« Un mouvement de femmes peut nous sauver »


Photo: Evelin Frerk

Trèves. (hpd) Rayhaneh Jabbari a été victime d’une tentative de viol. Elle a donné un coup avec un couteau de poche dans l’épaule de l’agresseur qui est mort des suites de ses blessures en situation de légitime défense. Après sept ans de prison, elle doit maintenant être exécutée. Le hpd a parlé de la situation à Mina Ahadi.

 

hpd: Bonjour Mme Ahadi! Pouvez-vous décrire brièvement pourquoi Rayhaneh Jabbari doit être exécutée?

Mina Ahadi: Rayhaneh Jabbari, 26 ans, doit être exécutée, parce qu’elle aurait tué le médecin et ancien membre du service de sécurité et la police iranienne, Morteza Abdolali Sarbandi, dans la légitime défense. Elle frappait avec un couteau de poche dans l’épaule droite du coupable, pour se défendre d’une tentative de viol. Bien que la justice iranienne n’ait pas examiné suffisamment le déroulement des faits et que de nombreuses questions soient restées ouvertes, Rayhaneh Jabbari a été condamnée à mort pour un assassinat délibéré.

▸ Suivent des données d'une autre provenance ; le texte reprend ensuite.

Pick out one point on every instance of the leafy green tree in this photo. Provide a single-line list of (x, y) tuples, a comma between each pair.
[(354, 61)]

Après avoir passé sept ans en prison, elle doit maintenant être exécutée sous peu.
Dans le passé, il y a déjà eu d’autres cas similaires. Si une femme est violée en Iran, il peut en résulter qu’elle sera lapidée à mort accusée de relations sexuelles en dehors du mariage.
En outre, des femmes peuvent être condamnées à mort, alors qu’elles résistent aux viols comme Rayhaneh Jabbari l’avait fait.

 

Comment a été perçue la situation par la population jusqu’à présent?

Sur Facebook et dans d’autres médias il y a beaucoup de discussions à propos des droits des femmes et la procédure de la justice iranienne en cas de viol. Surtout, des femmes s’intéressent au cas de Rayhaneh et de nombreux gens en écrivent un article. Actuellement, on s’occupe assidûment de la peine de mort. Malheureusement, les partis et le gouvernement en Allemagne ne se sont pas exprimés sur ce sujet.

 

Qu’est-ce qui a été entrepris jusqu’ici contre l’exécution programmée?

En coopération avec trois autres femmes, qui sont actives dans l’opposition iranienne, j’ai lancé une campagne contre l’exécution de Rayhaneh. Nous avons lancé une pétition en ligne qui a été signée jusqu’ici par 125.000 personnes du monde entier. Comme la mère de Rayhaneh est régisseur et une artiste très connue, de nombreux artistes iraniens ont participé à la campagne. Outre des lettres ouvertes, il y avait aussi une session avec les proches de l’homme tué, qui après tout peuvent décider de la vie de Rayhaneh Jabbari. Des personnalités connues y ont demandé de renoncer à la peine de mort.

En outre, il y a eu de nombreuses manifestations, par exemple à Stockholm, Kiel, Hambourg, et aujourd’hui également en Iran. Les gens luttent pour la libération de Rayhaneh Jabbari jusqu’à la fin. Les cas antérieurs ont montré que la pression du public peut vraiment faire bouger les choses et peut contribuer de manière significative au sauvetage des femmes concernées.

 

Que faudrait-il pour améliorer la situation des femmes en Iran de manière générale?

Je pense qu’un mouvement de femmes peut nous sauver. Les islamistes ont mené une politique très brutale contre les femmes. En Iran, il existe cependant un mouvement très actif de femmes sûres d’elles-mêmes, qui luttent contre la répression et la violation des droits de l’homme et ainsi obtiennent la reconnaissance de la population.
Etant donné qu’on ne peut pas réformer ou démocratiser l’Islam, il faut prendre une position avant-gardiste à cet égard. Cela signifie qu’il faut critiquer sévèrement des gouvernements islamiques et qu’il faut finalement les destituer. Une telle lutte pour l’émancipation contre la religion politique a déjà eu lieu en Europe contre le christianisme, à laquelle avait également participé le mouvement de femmes.

Chère Madame Ahadi! Merci beaucoup pour cet entretien et votre engagement pour les droits de l’homme.